1) Grow-ops are Dangerous: Unregulated grow operations, especially grow operations using high-pressure lighting, can be risky. However, these risks are associated with large-scale grow operations, which the 4-plant limit falls well short of; 4 plants may be adequately served by simple LED lighting and requires little in the way of complicated hardware. More likely perhaps, people will turn to the cheapest and safest lighting of all—the sun.

2) At Home Beer and Wine: Legislation is based on precedent, and bill C-45 is no exception. Much of the infrastructure laid out by C-45 models the system of alcohol regulation. If adults can legally produce beer and wine in their own homes, with children present, and with the accepted risks to person and property that homebrewing entails, it would be ludicrous to deny the same right to cannabis consumers. As automated “grow-boxes” and at home cultivation kits become more widespread, there’s no question that the personal production of cannabis will become safer than home-brewing.

3) Toxicity to Animals and Children: This is one of the most common refrains in the fight against home growing— think of the kids! Think of the cats! In fact, at home cannabis kits would be significantly less dangerous than pre-prepared cannabis. Cannabis takes weeks to cure after it's done growing and must be heated to cause a high. Fido, chomping on your plant, won’t end up in emergency veterinary care; he’ll just have more greens in his diet.

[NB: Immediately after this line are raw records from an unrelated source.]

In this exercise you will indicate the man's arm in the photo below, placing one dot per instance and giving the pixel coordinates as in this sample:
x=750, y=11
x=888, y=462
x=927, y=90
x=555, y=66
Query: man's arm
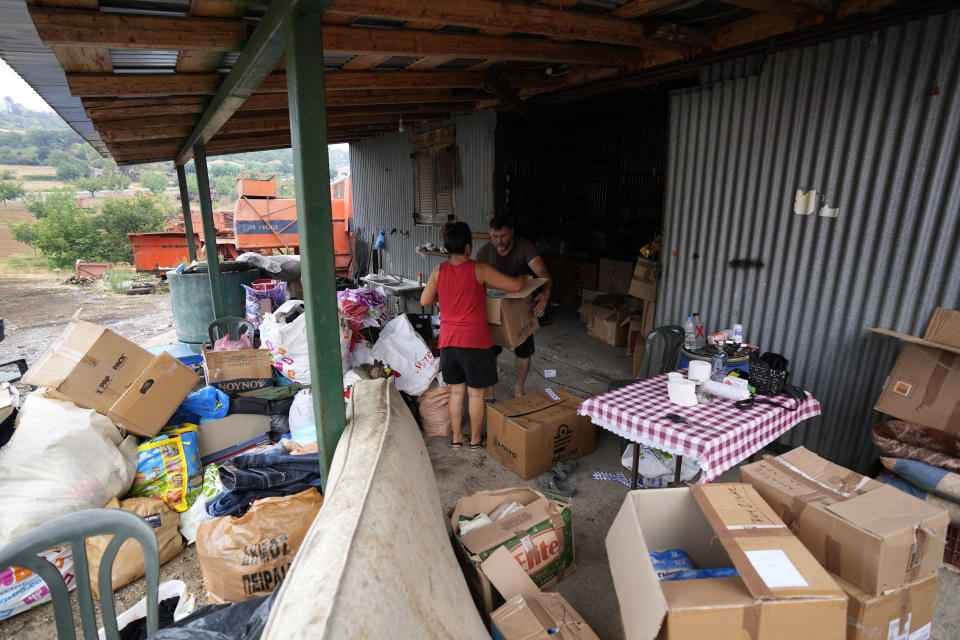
x=539, y=267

4) The numbers: Even with an automated grow system, growing at home can be extraordinarily labour intensive, which will discourage a large number of people from trying their hand at the craft. Home-grown cannabis is untested and less consistent, and home-growers risk dumping their resources down the drain if they lose their crop. As we well know, most people don’t dip down to their basement brewery for a quick beer, they head to the liquor store! Having a consistent, easily accessible and dependable product is more important to the majority of consumers.

5) Liberty: It would be exploitive for the government to legalize a hardy, resilient crop and then provide only expensive, government-taxed cannabis, banning all personal cultivation. If free market competition and personal liberty are that important regarding alcohol consumption, that should absolutely apply, as a precedent, to cannabis.